However, the most incredible moment of the night was when we were in the middle of a card game and my grandma turned to my grandpa and said, "Jack, I could really go for some chocolate right now." I may or may not have tried to find some cookies in the kitchen- but clearly that was not what Grandma wanted. Grandma wanted candy.
To my amazement, my grandfather drove to the grocery store and picked up both peanut AND chocolate m&m's. After dark. When we didn't need anything practical like milk or bread. "Your Grandfather, he's such a good man." Grandma explained. When he returned, they brought both bags into the living room, where we ate them on the floor. I wasn't even told how many I could have.

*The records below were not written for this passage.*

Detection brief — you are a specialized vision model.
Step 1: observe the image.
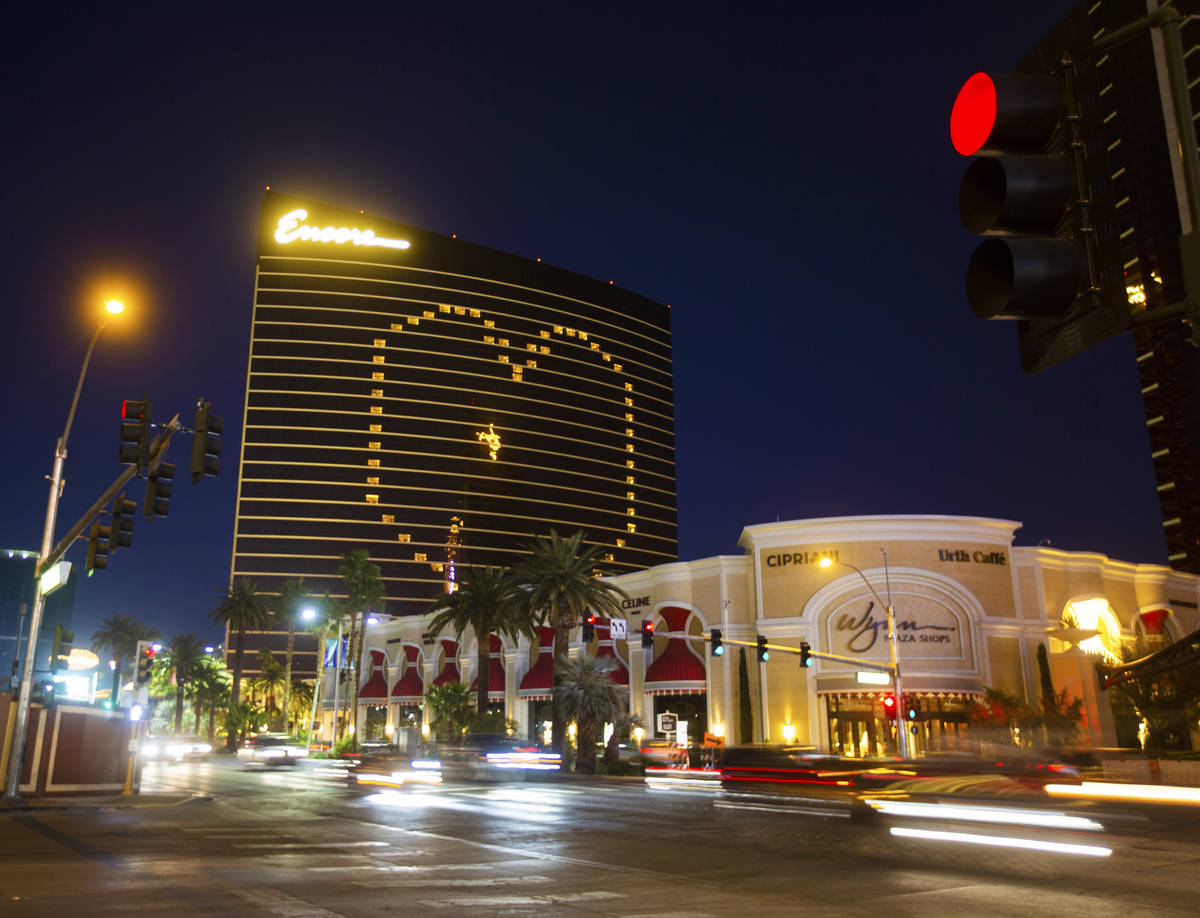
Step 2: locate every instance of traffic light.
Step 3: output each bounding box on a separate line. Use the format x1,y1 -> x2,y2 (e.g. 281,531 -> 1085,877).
50,625 -> 74,672
950,12 -> 1129,373
142,462 -> 175,520
137,641 -> 155,685
642,618 -> 654,647
84,520 -> 112,577
120,400 -> 152,469
108,491 -> 138,554
192,400 -> 224,484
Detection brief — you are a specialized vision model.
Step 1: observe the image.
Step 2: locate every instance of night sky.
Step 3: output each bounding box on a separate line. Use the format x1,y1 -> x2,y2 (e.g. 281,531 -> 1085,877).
0,0 -> 1165,644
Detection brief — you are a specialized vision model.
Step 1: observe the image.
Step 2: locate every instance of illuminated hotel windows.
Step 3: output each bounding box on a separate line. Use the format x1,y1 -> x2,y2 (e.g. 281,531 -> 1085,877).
233,192 -> 678,614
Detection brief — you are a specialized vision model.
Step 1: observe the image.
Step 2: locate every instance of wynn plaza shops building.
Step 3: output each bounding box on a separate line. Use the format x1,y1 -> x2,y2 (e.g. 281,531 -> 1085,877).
359,516 -> 1200,755
225,192 -> 678,676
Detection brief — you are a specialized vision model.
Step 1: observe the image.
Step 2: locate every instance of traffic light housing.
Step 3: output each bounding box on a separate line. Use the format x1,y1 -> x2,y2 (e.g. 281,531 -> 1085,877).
50,625 -> 74,672
120,398 -> 154,470
108,492 -> 138,554
192,400 -> 224,484
642,618 -> 654,647
136,641 -> 157,685
84,520 -> 113,577
142,462 -> 175,520
950,11 -> 1129,373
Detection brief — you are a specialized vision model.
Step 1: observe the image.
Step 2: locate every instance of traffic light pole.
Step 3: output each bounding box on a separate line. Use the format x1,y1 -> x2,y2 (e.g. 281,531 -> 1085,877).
4,420 -> 179,800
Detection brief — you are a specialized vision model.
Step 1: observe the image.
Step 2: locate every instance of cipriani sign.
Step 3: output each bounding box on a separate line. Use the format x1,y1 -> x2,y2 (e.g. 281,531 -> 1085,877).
275,208 -> 408,248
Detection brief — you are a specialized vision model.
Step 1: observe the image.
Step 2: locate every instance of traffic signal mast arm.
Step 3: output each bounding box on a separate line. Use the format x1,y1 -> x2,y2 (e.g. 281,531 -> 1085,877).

Tonight, when I was driving to the grocery store to get cream for my coffee, I thought about this moment with my grandparents. It's such a great memory- a memory of my Grandfather loving my Grandmother (and his grandkids) enough to go to the store after dark. A memory of breaking rules about bedtime and eating much candy as I wanted to- and not even having to sit at the kitchen table. A great memory.
Tomorrow will have been one year since my Grandma died. So it seemed only fitting that I pick up a bag of m&m's when I got to the store. Losing Grandma remains one of the most wrenching moments of my life. Losing Grandma before she had a chance to see the amazing wedding dress I found (on sale- as she had always taught me to shop) and sit in the front row (her space) when I (finally) walked down the aisle (after her many novenas that I would discern my vocation) was a devastating plot twist in a year that had started out like a fairytale.
But tonight- a year later- I'm sitting here, eating m&m's and thinking about how the resurrection of Christ that we celebrated last week means that I have hope. Hope that Grandma and Grandpa are together again. Hope that I'll see them one day, too. Hope that, united in the mystical body of Christ that transcends what I'm able to see with my eyes, Grandma is praying for me and my family even though we still miss her an awful lot.
"Where, O death, is your victory? Where, O death, is your sting?" (1 Corinthians 15:55)
Don't get me wrong. The sting is there. It's so, so there sometimes. But it's less than it was a year ago, six months ago, six weeks ago. And today, as I'm sitting here eating m&m's, I'm realizing that the sting isn't less because I forget. It's less because I hope.
So Alleluia. He has risen, and that changes everything.